If you have a child with juvenile diabetes it may be possible for them to qualify for SSI benefits, but they will have to meet very specific medical requirements outlined by the Social Security Administration. Additionally, your family must also meet the financial limitations outlined by the Supplemental Security Income or SSI program.


Qualifying for SSI with Juvenile Diabetes

  Juvenile diabetes is an endocrine disorder which causes a hormonal imbalance, producing either too much of a specific hormone (hyperfunction) or too little (hypofunction). Unfortunately, this imbalance can produce a hormonal imbalance which can cause various complications in the body. For a child to qualify for Supplemental Security Income they must either meet a listing outlined in the SSA Listing of Impairments for children or they must have limitations which functionally equal the listings. To meet the listing 109.00 Endocrine Disorders in the SSA Listing of Impairments the child must be six years of age or younger, have diabetes mellitus (DM), and require daily insulin.  Because other major glands of the endocrine system including the pituitary, thyroid, parathyroid, adrenal, and pancreas can also be impaired, if there are other body systems are affected, the SSA will evaluate those under separate listings. For example, if the child has a Pituitary gland disorders which disrupts hormone production and normal functioning in other endocrine glands resulting in a disruption in the child’s growth this condition is evaluated under listing under 100.00.  Thyroid gland disorders which affect changes in blood pressure and heart rate and cause cardiac arrhythmias or other cardiac dysfunction are evaluated under 104.00. Parathyroid gland disorders which affect calcium levels in bone, blood, nerves, muscle, and other body tissues are evaluated under listing 101.00. Talk to your child’s doctor or a disability lawyer if you have questions about your child’s juvenile diabetes and whether or not their condition would meet a listing. More information about listings can be found in the SSA Listing of Impairments.

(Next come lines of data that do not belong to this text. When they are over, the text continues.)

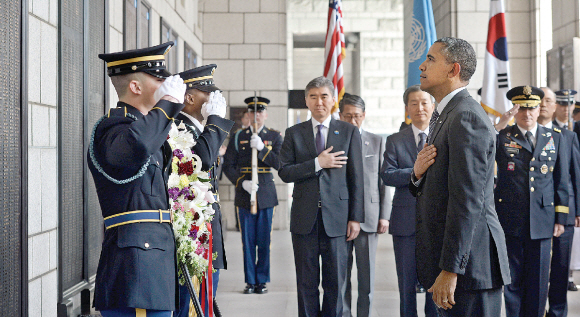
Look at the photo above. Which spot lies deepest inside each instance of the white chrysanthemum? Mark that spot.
(196, 160)
(173, 181)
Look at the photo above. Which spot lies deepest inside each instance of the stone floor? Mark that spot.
(281, 299)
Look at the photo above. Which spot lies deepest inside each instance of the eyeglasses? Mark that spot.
(352, 116)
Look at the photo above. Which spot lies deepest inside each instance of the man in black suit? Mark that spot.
(323, 157)
(562, 245)
(400, 154)
(203, 101)
(461, 251)
(129, 159)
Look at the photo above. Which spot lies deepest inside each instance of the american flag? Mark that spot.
(334, 50)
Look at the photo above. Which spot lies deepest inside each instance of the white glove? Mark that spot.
(172, 86)
(256, 142)
(216, 105)
(247, 186)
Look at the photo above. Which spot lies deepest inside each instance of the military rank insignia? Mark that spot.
(511, 166)
(550, 146)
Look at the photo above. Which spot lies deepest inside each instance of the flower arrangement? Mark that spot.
(190, 199)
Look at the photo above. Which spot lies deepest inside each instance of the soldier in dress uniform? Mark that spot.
(531, 200)
(565, 102)
(256, 228)
(204, 101)
(562, 245)
(129, 159)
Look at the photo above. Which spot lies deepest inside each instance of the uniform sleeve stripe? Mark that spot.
(218, 127)
(165, 113)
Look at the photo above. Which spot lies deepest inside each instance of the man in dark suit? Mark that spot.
(562, 245)
(461, 252)
(564, 106)
(531, 198)
(255, 228)
(323, 157)
(377, 209)
(129, 159)
(203, 101)
(400, 154)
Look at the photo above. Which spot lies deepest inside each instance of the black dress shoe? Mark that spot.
(419, 289)
(261, 289)
(250, 289)
(216, 309)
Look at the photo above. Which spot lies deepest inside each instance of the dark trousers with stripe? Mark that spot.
(184, 297)
(256, 231)
(135, 312)
(561, 253)
(474, 303)
(309, 251)
(406, 264)
(529, 260)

Condition does not meet a listing for Juvenile Diabetes

  If your child is not under the age of six and does not require daily insulin they will not meet a listing for juvenile diabetes. This does not mean, however, that they will not be considered disabled according to the SSA. The SSA will also review the child’s functional limitations and decide if they have marked or extreme limitations due to diabetes. For example, the SSA will review how their life is affected by juvenile diabetes, can they manage their own care, do they require constant adult supervision, and how many episodes of hypoglycemia the child has had at school. The SSA will also review if they have other conditions which cause limitations such as blurred vision and fatigue.

How much SSI will my child receive?

  If your child is awarded SSI benefits they may receive monthly payments to help pay for medical treatment, insulin injections, rent, mortgage or supervision costs. Although the maximum allowed by the federal government is $733 per month, if a child’s parents work their income will be considered and the amount awarded to the child is generally much less than the federal benefit rate. If you have questions about your potential SSI benefit for juvenile diabetes talk to the Social Security Administration.